IC: The current state of privacy is a bit of a mess due to the patchwork of different state laws, and this creates uncertainty and fear. To elaborate on this a bit, there are 18 states that have passed comprehensive privacy laws to date. There's also federal law and industry-specific laws like those covering health and financial data. Each is nuanced with differing requirements, for example, some require opting in to data sharing, some requiring opting opt. And some require a private right of action, which means that anyone can bring a lawsuit against a company who they feel has misused their data. And unfortunately for companies, often fines and lawsuits go hand-in-hand. When a company gets fined by an enforcement agency, oftentimes lawsuits will follow. In addition to the key driver of these laws, many of them allow for a private right of action, which means private class action lawsuits. Some privacy defense law firms have over 100 cases on the books at any given moment.

As a result, the C-suite and boards want clarity and assurance that the company is covered and compliant to ensure the company is handling consumer data responsibly. This requires similar oversight to cybersecurity.

Getting this clarity and assurance can be difficult. It requires both legal and technical oversight that can get very detailed. The solution is to have a single dashboard that compliance, legal, IT and marketing teams can view that covers overall exposure and monitoring for the C-suite, and detailed data for legal and technology teams.

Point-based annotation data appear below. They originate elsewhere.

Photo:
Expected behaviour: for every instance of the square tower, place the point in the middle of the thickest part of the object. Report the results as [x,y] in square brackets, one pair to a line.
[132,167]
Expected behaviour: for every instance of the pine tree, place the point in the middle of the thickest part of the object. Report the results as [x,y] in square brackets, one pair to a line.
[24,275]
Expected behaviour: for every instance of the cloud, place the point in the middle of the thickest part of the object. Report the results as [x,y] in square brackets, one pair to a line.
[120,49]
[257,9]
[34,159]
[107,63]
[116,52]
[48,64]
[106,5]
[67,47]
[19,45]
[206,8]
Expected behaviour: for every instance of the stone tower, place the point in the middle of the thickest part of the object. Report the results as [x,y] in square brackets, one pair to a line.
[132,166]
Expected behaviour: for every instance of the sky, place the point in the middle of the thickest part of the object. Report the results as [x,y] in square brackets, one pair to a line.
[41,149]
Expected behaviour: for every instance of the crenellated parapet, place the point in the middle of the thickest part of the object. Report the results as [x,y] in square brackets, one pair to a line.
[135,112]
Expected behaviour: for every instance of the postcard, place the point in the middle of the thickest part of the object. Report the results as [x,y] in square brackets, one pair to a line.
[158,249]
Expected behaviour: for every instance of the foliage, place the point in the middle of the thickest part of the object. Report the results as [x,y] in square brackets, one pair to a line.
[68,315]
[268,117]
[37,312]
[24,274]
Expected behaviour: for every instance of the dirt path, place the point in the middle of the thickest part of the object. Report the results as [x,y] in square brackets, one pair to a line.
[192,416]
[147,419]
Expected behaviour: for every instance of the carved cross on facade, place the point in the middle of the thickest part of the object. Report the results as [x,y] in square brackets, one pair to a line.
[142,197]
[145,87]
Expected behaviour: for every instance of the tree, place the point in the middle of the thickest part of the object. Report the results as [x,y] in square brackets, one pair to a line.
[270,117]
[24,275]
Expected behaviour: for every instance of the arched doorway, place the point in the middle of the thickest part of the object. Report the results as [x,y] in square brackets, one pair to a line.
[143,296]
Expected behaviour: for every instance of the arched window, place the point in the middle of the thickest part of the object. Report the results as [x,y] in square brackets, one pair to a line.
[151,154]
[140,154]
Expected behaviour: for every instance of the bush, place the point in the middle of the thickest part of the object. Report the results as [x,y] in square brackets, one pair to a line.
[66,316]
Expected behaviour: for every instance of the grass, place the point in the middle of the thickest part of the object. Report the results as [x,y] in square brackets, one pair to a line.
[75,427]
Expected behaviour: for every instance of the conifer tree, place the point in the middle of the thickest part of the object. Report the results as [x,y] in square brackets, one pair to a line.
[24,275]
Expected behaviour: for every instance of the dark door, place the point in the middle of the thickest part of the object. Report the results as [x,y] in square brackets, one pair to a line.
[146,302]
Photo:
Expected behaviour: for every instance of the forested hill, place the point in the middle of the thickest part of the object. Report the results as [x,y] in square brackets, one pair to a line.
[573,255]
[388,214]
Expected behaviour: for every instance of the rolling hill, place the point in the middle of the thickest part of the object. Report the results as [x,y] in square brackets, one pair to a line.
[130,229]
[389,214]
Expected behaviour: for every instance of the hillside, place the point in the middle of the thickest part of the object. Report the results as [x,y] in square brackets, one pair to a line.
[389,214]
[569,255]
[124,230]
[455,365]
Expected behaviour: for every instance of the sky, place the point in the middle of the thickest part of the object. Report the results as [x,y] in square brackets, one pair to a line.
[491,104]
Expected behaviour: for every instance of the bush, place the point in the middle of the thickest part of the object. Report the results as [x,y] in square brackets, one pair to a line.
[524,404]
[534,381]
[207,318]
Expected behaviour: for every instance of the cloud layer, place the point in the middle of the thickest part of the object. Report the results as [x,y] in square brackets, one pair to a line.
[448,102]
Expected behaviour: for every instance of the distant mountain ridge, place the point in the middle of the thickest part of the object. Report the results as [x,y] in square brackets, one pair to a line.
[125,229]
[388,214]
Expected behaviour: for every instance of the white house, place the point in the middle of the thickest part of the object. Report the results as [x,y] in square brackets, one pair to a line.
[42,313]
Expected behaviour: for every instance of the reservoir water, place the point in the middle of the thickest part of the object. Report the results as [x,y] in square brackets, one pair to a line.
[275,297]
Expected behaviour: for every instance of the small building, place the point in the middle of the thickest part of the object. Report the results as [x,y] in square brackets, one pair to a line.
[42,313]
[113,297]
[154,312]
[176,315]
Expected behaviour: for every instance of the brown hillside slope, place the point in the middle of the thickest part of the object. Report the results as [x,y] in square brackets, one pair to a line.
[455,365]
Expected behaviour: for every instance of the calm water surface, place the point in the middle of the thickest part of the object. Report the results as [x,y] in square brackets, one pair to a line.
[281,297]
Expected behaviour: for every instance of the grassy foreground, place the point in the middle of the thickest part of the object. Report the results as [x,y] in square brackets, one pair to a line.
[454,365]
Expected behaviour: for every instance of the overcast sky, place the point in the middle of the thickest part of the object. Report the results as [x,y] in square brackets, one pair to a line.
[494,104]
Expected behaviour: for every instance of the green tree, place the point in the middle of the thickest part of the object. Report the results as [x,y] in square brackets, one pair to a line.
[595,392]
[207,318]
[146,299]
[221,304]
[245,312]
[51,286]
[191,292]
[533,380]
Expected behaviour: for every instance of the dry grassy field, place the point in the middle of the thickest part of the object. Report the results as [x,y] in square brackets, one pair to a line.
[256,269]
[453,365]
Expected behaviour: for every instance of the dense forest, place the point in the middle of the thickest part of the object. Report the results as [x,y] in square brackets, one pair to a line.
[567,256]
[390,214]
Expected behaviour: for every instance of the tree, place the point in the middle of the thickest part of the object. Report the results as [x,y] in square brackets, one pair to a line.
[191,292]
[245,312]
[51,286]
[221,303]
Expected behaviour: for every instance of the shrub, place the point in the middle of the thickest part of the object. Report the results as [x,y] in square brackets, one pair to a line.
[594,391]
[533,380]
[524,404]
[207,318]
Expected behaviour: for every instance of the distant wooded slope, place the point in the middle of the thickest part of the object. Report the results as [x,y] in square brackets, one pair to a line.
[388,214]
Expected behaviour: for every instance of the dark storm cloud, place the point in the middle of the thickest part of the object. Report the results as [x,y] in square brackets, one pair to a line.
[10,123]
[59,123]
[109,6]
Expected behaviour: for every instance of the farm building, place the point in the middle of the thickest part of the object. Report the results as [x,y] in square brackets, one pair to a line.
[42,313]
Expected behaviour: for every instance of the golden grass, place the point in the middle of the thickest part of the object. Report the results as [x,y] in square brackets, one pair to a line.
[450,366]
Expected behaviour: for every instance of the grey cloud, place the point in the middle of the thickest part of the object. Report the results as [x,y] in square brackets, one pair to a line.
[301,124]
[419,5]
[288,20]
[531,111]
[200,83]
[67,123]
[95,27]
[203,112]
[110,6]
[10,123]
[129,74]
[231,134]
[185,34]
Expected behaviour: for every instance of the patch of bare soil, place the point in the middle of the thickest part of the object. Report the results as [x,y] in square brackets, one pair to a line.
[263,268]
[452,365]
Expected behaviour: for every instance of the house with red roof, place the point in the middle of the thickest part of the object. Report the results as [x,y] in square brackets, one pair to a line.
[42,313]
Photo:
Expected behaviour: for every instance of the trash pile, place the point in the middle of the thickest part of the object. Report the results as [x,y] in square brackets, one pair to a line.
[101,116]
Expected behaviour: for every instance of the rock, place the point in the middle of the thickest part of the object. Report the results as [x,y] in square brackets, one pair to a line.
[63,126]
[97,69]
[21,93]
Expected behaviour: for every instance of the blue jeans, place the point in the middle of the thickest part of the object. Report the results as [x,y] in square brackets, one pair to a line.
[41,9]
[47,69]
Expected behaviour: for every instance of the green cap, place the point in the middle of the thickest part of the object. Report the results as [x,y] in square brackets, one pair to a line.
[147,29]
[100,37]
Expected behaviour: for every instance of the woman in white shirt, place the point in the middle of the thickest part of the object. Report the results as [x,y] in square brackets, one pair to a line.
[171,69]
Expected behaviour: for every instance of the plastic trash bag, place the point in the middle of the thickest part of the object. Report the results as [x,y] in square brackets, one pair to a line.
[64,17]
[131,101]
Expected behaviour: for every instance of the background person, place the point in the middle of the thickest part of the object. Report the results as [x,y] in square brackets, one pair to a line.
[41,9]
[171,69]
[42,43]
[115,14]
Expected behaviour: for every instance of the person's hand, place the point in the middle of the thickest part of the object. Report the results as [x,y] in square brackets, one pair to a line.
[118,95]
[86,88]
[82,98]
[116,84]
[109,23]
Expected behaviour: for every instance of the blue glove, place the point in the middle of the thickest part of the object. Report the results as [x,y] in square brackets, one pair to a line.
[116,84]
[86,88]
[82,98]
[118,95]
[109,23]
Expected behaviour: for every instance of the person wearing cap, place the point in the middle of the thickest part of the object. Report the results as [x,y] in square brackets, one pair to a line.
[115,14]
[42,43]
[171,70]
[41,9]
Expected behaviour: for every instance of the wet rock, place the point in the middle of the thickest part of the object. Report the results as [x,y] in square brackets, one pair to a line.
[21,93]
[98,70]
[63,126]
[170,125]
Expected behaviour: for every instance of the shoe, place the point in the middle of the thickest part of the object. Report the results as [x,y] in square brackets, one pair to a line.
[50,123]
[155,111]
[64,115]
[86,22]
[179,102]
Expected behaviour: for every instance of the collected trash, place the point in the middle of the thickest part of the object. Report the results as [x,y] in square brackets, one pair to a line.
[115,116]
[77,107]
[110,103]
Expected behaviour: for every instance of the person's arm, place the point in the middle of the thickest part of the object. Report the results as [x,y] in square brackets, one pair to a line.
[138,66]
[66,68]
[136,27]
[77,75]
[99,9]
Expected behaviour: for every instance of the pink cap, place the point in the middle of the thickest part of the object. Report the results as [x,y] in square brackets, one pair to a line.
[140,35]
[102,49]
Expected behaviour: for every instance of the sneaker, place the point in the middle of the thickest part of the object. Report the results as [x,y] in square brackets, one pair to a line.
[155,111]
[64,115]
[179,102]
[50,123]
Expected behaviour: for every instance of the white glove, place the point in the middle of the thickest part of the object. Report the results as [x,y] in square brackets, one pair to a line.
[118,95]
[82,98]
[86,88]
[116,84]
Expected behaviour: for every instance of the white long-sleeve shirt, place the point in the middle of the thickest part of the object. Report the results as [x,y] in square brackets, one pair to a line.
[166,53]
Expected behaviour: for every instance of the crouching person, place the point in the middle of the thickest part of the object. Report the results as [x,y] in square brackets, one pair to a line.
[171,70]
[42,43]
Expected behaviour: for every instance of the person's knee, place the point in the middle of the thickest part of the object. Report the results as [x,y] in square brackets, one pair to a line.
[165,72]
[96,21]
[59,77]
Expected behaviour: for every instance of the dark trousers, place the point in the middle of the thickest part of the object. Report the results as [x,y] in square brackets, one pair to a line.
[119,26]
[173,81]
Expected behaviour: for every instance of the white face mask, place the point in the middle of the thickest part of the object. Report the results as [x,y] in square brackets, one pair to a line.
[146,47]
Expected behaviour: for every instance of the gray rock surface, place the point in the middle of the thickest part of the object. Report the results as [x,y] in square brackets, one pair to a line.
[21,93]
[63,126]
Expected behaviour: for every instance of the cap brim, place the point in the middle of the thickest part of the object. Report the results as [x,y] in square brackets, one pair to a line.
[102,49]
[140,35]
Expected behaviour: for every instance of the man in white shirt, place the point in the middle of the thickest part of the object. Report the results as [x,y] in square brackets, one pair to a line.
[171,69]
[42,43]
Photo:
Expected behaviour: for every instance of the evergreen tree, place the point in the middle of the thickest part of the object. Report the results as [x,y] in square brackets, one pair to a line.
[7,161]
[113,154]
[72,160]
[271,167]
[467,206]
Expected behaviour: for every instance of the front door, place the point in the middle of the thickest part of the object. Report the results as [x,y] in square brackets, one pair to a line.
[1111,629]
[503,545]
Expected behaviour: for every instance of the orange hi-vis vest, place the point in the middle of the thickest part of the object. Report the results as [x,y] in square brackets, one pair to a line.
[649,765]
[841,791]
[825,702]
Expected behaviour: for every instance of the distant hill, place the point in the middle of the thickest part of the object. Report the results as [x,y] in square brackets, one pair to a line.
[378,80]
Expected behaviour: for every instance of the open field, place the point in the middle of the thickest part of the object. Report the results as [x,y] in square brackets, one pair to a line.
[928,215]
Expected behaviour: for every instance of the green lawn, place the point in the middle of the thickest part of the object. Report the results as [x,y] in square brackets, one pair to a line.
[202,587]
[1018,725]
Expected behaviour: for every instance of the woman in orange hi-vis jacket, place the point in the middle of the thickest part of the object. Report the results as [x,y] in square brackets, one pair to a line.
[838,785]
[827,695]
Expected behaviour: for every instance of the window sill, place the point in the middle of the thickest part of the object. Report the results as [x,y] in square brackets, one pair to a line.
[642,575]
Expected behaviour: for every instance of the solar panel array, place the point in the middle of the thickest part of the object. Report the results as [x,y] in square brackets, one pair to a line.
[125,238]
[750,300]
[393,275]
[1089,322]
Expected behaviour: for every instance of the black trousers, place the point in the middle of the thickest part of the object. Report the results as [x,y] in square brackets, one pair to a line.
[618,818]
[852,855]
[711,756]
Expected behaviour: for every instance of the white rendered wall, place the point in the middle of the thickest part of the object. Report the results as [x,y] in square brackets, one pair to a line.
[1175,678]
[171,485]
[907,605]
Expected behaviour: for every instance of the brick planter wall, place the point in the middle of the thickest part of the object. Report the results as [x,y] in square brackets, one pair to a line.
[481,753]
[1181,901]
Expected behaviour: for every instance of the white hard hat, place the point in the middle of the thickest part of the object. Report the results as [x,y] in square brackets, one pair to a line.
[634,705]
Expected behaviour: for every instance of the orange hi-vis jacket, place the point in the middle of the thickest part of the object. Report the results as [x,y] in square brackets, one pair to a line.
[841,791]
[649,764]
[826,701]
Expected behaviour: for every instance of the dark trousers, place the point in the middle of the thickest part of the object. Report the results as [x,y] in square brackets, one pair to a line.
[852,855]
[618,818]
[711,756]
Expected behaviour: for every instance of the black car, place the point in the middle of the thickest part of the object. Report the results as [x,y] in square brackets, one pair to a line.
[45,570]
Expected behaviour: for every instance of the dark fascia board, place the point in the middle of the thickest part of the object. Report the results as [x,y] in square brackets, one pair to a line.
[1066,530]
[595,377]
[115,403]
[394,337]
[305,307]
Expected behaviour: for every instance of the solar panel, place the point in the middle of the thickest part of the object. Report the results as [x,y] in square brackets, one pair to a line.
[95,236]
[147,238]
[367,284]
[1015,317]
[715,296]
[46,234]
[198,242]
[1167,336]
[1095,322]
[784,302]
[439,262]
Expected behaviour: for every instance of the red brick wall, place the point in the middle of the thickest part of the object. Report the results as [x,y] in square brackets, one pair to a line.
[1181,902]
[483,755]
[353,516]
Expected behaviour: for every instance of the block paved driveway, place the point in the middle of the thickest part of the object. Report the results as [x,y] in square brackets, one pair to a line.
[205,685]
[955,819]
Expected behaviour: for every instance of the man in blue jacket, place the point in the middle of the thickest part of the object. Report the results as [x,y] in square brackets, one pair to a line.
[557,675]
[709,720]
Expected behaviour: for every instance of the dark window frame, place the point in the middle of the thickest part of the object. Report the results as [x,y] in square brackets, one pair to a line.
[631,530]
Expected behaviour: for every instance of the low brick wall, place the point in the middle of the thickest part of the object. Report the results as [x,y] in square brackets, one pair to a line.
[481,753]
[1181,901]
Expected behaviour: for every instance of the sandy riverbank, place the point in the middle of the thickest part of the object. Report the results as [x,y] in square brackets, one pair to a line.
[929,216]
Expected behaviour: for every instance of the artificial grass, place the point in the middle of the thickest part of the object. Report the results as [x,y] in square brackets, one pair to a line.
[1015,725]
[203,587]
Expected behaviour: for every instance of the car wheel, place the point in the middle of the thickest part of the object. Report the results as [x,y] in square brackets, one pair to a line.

BN: What is the underlying issue driving these lawsuits and why might IT executives not even know they need to address it?

IC: The underlying issue is the over collection, storage and sharing of consumers' personal information, and a lack of understanding about what some privacy tools actually do. For example, many companies have started implementing cookie consent tools with the genuine intention of protecting their visitors' privacy, and complying with emerging laws. However, when you dig into how they actually work, these tools typically only get consent for cookies, not the other pixels, trackers, and fingerprinters that also collect personal information.

The issue obviously becomes much more consequential when the subject of a company's website involves healthcare and financial services where PII and Protected Health Information (PHI) are collected. There are dozens of different laws that require compliance in different ways.

BN: What is the challenge with the technology solutions IT teams currently have in place to tackle this issue?

IC: Third-party cloud software, particularly ad tech. This is basically the engine that drives the entire free Internet, so it's a serious conundrum for a lot of companies. You can say just shut it all down, but most people wouldn’t like the result. So the hard task that everyone has to solve right now is how to use the essential functionality and other tools with tighter controls over them.

The technical challenge to doing that in the past is that these third parties are served from the edge, meaning that they are communicating directly with a company’s end users and therefore hard to monitor–unless you have a real-time tool that monitors data collection and tracking technology from the end-user perspective (the client side).

BN: What industries do you feel are at greatest risk when it comes to safeguarding online privacy?

IC: Without a doubt, healthcare has been put under the most scrutiny because medical data is so tightly regulated by HIPAA, and for obvious reasons. Many of the new laws also have specific clauses around PHI, and in several cases allow private legal actions. This has led to an enormous number of both regulatory and private legal actions.

Retailers that have health-related brands are also at high risk since they are running ecommerce websites that also contain medical terms. There's a direct conflict between what drives revenue and some of the new privacy mandates.

The only way to manage this effectively is to use precision controls over each tag, limiting what the website is allowed to do including the data it's allowed to collect and the additional tags it's allowed to introduce.

BN: How can IT leaders deal with C-suite privacy concerns and protect their companies -- and their customers -- from online privacy risks?

IC: The C-suite needs access to a report that gives them a clear benchmark of where they sit and how it compares to other companies. While engineering and legal may manage this dashboard and introduce the real-time tools I discussed earlier, it's critical that everyone is operating from a single source of truth, a single dashboard.